Is OPC becoming independant from COM/DCOM?

C

Curt Wuollet

Yes, but one must then risk MS patenting and control of XML. It is theoretically a far less MS centric quantity to deal with, but there is the spectre of "submarine" patents and other IP issues not explicitly Open. If it must be structured in a particular way to comply with the monopoly implementation, the effect is not remarkably different than if they claim ownership outright.

Regards

cww
 
A

Andrey Romanenko

Curt,

> Yes, but one must then risk MS patenting and control of XML. It is
> theoretically a far less MS centric quantity to deal with, but there
> is the spectre of "submarine" patents and other IP issues not explicitly
> Open. <

You got it almost right. It is not MS in this case, though. Those who want to know more are referred to Appendix A of OPC XML-DA Specification.
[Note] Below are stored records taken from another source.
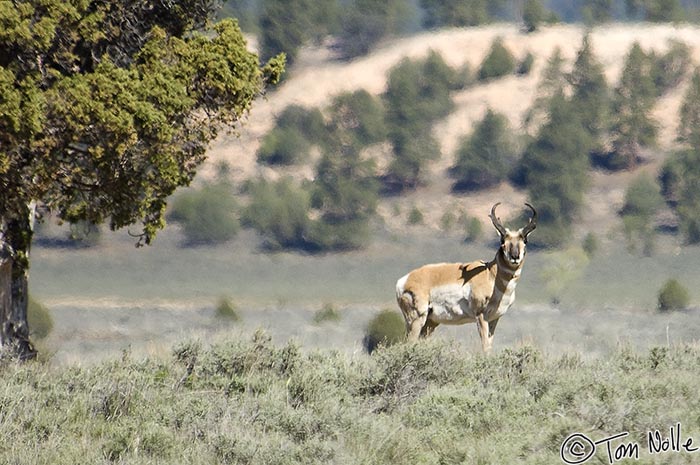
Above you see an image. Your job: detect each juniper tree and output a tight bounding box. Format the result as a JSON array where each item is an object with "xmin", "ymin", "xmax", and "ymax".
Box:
[
  {"xmin": 567, "ymin": 35, "xmax": 610, "ymax": 154},
  {"xmin": 0, "ymin": 0, "xmax": 282, "ymax": 358},
  {"xmin": 612, "ymin": 42, "xmax": 657, "ymax": 168}
]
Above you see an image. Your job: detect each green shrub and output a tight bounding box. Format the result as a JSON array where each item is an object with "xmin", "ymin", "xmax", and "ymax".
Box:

> If it must be structured in a particular way to comply with the
> monopoly implementation, the effect is not remarkably different than if
> they claim ownership outright. <

Curt, are you challenging patent law :) ?

Andrey
 
C

Curt Wuollet

Hi Andrey

> Curt,
>
> On April 4, 2005, Curt Wuollet wrote:
>>Yes, but one must then risk MS patenting and control of XML. It is
>>theoretically a far less MS centric quantity to deal with, but there
>>is the spectre of "submarine" patents and other IP issues not explicitly
>>Open. <
>
> You got it almost right. It is not MS in this case, though. Those who want to
> know more are referred to Appendix A of OPC XML-DA Specification. <

I think then it would be most accurate to state: It is not _only_ MS in this case.

>>If it must be structured in a particular way to comply with the
>>monopoly implementation, the effect is not remarkably different than if
>>they claim ownership outright. <
>
> Curt, are you challenging patent law :) ? <

Most emphatically! Software patents are pure BS and destructive in the strictest sense of the word. And if everyone can patent their XML schema, what possible use can it be in Opening anything? Soon my C compiler will be useless as they'll issue patents for anything I could write. We'll have to pay the lawyers who patented the for-next loop. Sure, there's prior art, but who can afford to fight it out?